Other Factors at Play?

The study's short timeline, however, depends on the amount of sea-level rise—and some outside researchers urge caution in interpreting the study's scenarios.

“Treating the islands as inert, unresponsive landforms fails to account for the frequently observed response to extreme water levels, being the deposition of reef-derived sediment onto the island surface,” says University of Auckland geologist Murray Ford, who studies coastlines' responses to sea-level rise. “The results therefore represent a worst-case scenario in which island shorelines do not behave naturally.”

“These scenarios weren’t designed to be probabilistic, but to span a range of possibilities,” adds Rutgers University climate scientist Bob Kopp, an expert on sea-level rise modeling, by email. “Their RCP 8.5 scenarios [the two most severe] have too much sea-level rise too soon.”

Research by Kopp and others suggests that in the Marshall Islands, there's a two-thirds chance of hitting 16 inches of sea-level rise some time between 2056 to 2083, depending on global action against climate change.
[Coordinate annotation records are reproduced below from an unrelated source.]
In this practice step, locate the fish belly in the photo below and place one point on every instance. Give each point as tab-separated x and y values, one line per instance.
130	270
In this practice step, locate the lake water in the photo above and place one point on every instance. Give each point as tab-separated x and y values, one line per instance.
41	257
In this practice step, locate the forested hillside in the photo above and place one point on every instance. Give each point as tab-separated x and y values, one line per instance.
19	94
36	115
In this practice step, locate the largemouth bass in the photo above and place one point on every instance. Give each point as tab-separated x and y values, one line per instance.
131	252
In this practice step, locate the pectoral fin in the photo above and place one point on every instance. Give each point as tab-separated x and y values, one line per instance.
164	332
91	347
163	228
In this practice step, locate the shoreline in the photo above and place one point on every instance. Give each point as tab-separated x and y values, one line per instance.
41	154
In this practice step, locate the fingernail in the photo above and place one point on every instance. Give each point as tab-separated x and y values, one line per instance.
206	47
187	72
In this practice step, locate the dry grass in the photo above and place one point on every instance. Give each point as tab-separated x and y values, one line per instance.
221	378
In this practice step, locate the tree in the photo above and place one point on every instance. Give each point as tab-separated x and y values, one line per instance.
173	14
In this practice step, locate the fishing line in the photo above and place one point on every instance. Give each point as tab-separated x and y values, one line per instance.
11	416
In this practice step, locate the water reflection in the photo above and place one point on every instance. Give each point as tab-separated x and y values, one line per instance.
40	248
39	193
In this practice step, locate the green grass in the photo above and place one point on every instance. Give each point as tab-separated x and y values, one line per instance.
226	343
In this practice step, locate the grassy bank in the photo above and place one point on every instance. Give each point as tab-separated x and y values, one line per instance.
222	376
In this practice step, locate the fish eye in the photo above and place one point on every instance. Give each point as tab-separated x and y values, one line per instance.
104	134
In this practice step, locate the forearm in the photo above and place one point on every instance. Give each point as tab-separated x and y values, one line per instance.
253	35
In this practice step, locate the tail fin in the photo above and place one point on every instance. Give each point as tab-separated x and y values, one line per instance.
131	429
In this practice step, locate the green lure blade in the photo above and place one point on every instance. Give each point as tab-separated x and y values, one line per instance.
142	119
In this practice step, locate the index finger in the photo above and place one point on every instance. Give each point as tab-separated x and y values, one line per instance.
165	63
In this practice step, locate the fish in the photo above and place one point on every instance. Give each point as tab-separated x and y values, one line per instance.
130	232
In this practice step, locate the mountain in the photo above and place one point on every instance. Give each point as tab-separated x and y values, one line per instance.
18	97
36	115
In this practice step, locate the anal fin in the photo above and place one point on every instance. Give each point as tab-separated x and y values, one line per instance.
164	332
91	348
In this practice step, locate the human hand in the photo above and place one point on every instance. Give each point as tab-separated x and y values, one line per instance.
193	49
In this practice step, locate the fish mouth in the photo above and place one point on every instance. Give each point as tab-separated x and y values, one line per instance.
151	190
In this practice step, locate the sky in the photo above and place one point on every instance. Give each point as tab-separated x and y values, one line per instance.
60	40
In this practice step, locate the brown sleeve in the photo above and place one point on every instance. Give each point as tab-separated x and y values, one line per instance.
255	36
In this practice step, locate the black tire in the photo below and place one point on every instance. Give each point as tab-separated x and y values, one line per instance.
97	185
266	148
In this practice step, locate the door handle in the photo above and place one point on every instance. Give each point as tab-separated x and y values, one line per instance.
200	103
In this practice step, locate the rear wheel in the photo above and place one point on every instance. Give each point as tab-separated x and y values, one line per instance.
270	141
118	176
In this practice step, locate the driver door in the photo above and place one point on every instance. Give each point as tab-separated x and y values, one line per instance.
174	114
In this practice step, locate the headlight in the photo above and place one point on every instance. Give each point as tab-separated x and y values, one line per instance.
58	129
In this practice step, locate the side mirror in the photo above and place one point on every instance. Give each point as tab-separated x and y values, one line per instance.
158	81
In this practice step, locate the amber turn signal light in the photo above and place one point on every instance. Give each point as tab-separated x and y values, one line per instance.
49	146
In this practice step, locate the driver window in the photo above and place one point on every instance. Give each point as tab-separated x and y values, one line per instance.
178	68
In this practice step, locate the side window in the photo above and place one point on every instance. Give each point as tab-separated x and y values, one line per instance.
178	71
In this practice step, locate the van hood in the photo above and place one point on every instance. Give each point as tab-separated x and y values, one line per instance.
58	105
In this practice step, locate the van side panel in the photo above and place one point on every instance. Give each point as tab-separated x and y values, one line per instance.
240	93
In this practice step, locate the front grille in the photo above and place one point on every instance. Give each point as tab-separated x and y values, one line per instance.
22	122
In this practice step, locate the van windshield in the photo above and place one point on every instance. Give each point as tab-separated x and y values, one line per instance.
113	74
In contrast, the study's more severe scenarios reach 16 inches by 2045.

That said, Kopp agrees with the study's basic argument. “Some time in this century (even, I would add, under very stringent emissions reductions), it is likely that the threshold they identify with respect to salinization in the Marshall Islands will be crossed,” he said by email.

Editor's note: This article has been updated to clarify that the Marshallese island of Roi-Namur is part of Kwajalein Atoll.